AMENDMENTS TO THE HERMES GROUP REMUNERATION POLICY IN RESPECT OF THE COMPANY
The Hermes Group Remuneration Policy shall be deemed to adopted by the Company subject to the following amendments insofar as it relates to the Company.
- The following paragraph is inserted as the final paragraph under the heading “Purpose”. “To the extent that this policy extends to Hermes Fund Management Ireland Limited (“HFM Ireland”) and its Code Staff, we confirm that we also believe this policy to be consistent with requirements of the ESMA Guidelines on sound remuneration policies under the AIFMD (ESMA/2013/232) (the “ESMA AIFMD Guidelines”) and the ESMA Guidelines on sound remuneration policies under the UCITS Directive (ESMA/2016/575) (the “ESMA UCITS Guidelines” and together with the ESMA AIFMD Guidelines, the “ESMA Guidelines”), as relevant. In the context of HFM Ireland Any reference hereunder to the “Code” shall be deemed to include the ESMA Guidelines.”

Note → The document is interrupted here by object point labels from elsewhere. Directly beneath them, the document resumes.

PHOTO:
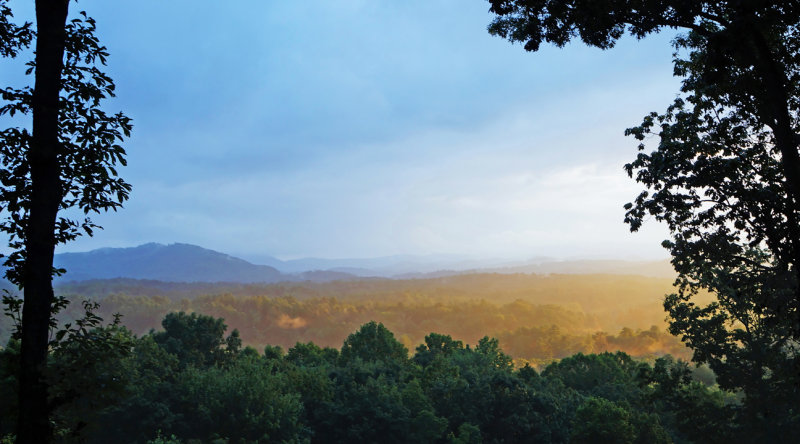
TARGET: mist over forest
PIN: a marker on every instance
(454, 222)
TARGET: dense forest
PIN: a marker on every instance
(495, 358)
(190, 382)
(536, 318)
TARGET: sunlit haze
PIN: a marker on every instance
(363, 128)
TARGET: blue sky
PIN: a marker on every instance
(347, 128)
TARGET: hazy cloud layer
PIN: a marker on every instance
(361, 128)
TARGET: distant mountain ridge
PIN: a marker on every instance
(190, 263)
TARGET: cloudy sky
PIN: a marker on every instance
(359, 128)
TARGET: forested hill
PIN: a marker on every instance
(174, 263)
(190, 263)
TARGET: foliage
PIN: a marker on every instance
(89, 151)
(369, 392)
(724, 177)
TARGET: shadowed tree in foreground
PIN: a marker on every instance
(724, 177)
(64, 159)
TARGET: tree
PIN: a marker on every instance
(66, 159)
(724, 177)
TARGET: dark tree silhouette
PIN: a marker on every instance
(67, 159)
(725, 177)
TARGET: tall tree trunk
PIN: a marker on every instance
(34, 424)
(786, 140)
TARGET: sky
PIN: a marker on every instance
(364, 128)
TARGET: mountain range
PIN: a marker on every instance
(190, 263)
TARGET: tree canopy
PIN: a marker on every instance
(724, 176)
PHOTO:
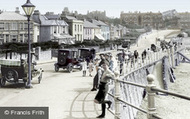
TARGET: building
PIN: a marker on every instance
(105, 31)
(153, 20)
(53, 30)
(184, 20)
(75, 26)
(14, 28)
(171, 19)
(91, 31)
(97, 15)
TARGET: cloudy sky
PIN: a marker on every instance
(113, 8)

- The following paragraph is inserted as the final paragraph under the heading “Governance”. “For the avoidance of doubt, RemCo shall not be constituted as a committee of the board of HFM Ireland which shall establish its own Remuneration Committee. References to the role and functions of RemCo shall otherwise apply equally to the HFM Ireland Remuneration Committee as the context admits.”
- The following paragraph is inserted as the final paragraph under the heading “Code Staff”. “To the extent that the HFM Ireland Remuneration Committee identifies Code Staff within HFM Ireland, it shall update the board of HFM Ireland accordingly. The Head of Compliance of HFM Ireland shall maintain a record of all Code Staff. The board of HFM Ireland retains the authority to review or amend any determination or recommendation of the HFM Ireland Remuneration Committee (subject to any directors of the board of HFM Ireland who are Code Staff complying with relevant conflicts of interest requirements).”
- The following paragraph is inserted as the final paragraph under the heading “Personal Investment Strategies and Avoidance of SYSC 19”. “In the context of HFM Ireland, the reference to SYSC 19 above shall be deemed to be a reference to Section XI.IV of the ESMA AIFMD Guidelines and to Section 12.4 of the ESMA UCITS Guidelines respectively.”